If the driving power supply Vcc is not normally supplied by the power supply means, that is, 0 V, the battery power from the battery Batt is applied through the resistor R1 and the diode D1 to supply the load through the contact point P. It is supplied with the minimum driving power. However, since the above battery power is applied at 3.6V, only the voltage value of 2.5-2.9V, which is dropped from the diode D1 and is reduced from 0.7-1.1V, is supplied to the operating power supply. There was also a phenomenon that the lack.

Accordingly, an object of the present invention is to provide a power supply control circuit of a battery such that the charging power of the battery is supplied to a stable operating power. To this end, the present invention connects a switching element to a path where the battery power is bent as a load and controls the operation of the switching element in a comparison device receiving both driving power and battery power when the battery power is supplied from the battery. This value is set to be slightly larger than the rated driving power of the device.

Hereinafter, the present invention will be described in detail with reference to the accompanying drawings.

The drive power source Vcc, which is down at a predetermined rate while the AC power source is converted to DC by the power tool tool not shown in the drawing, is divided by the divided resistors R10 and R11, and then the detaining prevention diode D10 is removed. It is supplied to the load from the contact point (P) or applied to the inverting input terminal (-) of the direct comparator (COM), and charged through the charging path not shown in the drawing, and the battery power from the battery (Batt) is resistance (R12). After passing through), the transistor is applied to the non-inverting input terminal (+) of the comparator COM while being applied to the contact point P through the collector-emitter of the transistor TR, which is a switching element. TR) is turned on / off.

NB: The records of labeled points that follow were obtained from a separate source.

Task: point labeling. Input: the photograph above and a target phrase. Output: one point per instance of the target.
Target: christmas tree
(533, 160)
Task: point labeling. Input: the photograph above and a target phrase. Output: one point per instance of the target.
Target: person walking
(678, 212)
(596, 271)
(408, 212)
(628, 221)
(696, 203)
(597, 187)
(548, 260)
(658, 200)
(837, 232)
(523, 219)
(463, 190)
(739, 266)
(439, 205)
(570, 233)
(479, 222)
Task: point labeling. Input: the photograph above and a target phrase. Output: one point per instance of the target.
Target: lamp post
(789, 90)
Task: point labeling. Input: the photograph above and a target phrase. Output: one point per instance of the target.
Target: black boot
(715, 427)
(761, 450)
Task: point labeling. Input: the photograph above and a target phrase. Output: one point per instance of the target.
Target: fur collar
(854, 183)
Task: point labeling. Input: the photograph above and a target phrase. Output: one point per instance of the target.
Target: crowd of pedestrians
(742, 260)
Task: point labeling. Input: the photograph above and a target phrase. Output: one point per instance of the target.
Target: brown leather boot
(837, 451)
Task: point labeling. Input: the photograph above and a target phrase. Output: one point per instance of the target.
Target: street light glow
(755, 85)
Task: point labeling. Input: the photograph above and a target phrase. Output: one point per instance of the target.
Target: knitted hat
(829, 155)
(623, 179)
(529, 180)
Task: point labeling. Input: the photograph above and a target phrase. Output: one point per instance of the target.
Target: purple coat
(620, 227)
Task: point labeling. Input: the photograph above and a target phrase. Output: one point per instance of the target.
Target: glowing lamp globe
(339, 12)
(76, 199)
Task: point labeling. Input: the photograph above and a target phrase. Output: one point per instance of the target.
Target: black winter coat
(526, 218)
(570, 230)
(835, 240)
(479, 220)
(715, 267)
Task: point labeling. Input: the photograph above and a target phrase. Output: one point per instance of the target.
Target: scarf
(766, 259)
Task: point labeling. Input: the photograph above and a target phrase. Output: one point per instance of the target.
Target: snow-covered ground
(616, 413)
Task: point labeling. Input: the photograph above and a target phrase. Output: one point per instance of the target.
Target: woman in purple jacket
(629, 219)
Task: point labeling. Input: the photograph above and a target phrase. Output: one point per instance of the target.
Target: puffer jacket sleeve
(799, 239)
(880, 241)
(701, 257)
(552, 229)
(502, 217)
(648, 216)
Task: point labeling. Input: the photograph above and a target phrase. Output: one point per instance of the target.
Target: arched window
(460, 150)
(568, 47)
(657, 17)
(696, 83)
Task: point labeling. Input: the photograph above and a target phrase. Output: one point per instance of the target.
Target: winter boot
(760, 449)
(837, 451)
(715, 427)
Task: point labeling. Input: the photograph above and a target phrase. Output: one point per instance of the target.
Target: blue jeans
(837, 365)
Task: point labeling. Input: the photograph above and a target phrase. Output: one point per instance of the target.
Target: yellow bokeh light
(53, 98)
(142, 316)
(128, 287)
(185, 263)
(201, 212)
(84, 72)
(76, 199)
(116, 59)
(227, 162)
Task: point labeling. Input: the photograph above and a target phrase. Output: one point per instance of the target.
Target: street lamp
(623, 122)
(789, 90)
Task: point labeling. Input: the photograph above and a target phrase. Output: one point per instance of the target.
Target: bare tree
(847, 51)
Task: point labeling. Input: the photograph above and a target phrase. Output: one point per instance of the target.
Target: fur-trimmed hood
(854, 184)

The power control circuit of the battery of the present invention configured as described above has a driving voltage (Vcc) supplied at 7.2V when the user plugs in the power plug and turns on the power switch. It is supplied to the load through the D10 and the contact point P and simultaneously input to the inverting input terminal (-) of the comparator COM.

The non-inverting input terminal (+) of the comparator (COM) is applied to the D power supply of 3.6V charged from the battery (Batt), the output is low, the transistor (TR) does not turn on, so the battery power supply to the contact point (P) Prevent flow. If the driving power supply (Vcc) becomes 0V by turning the power switch off, 0V is not supplied to the load, and 0V is applied to the inverting input terminal (-) of the comparator COM, so it is less than 3.6V of the non-inverting input terminal (+) Therefore, the transistor TR is turned on while its output is output high.

Therefore, 3.6V of battery power from battery (Batt) flows through the collector-emitter of resistor (R12) and transistor (TR), so the drop voltage is 0.2V. Make sure to supply 3.4V more than 3V.

Therefore, the power supply control circuit of the battery of the present invention is cut off when the supply of the driving power (Vcc) is cut off when the battery power charged in the battery (Batt) is supplied to the load, the operation of the device is made stable It was to lose.

Claims (1)

In the battery power supply control circuit, the battery power from the battery Batt is applied to the non-inverting input terminal of the comparator COM while being supplied to the load through the collector-emitter of the transistor TR, and the driving power source ( And the output of the comparator (COM), to which Vcc) is applied to the inverting input terminal, is applied to the base of the transistor (TR).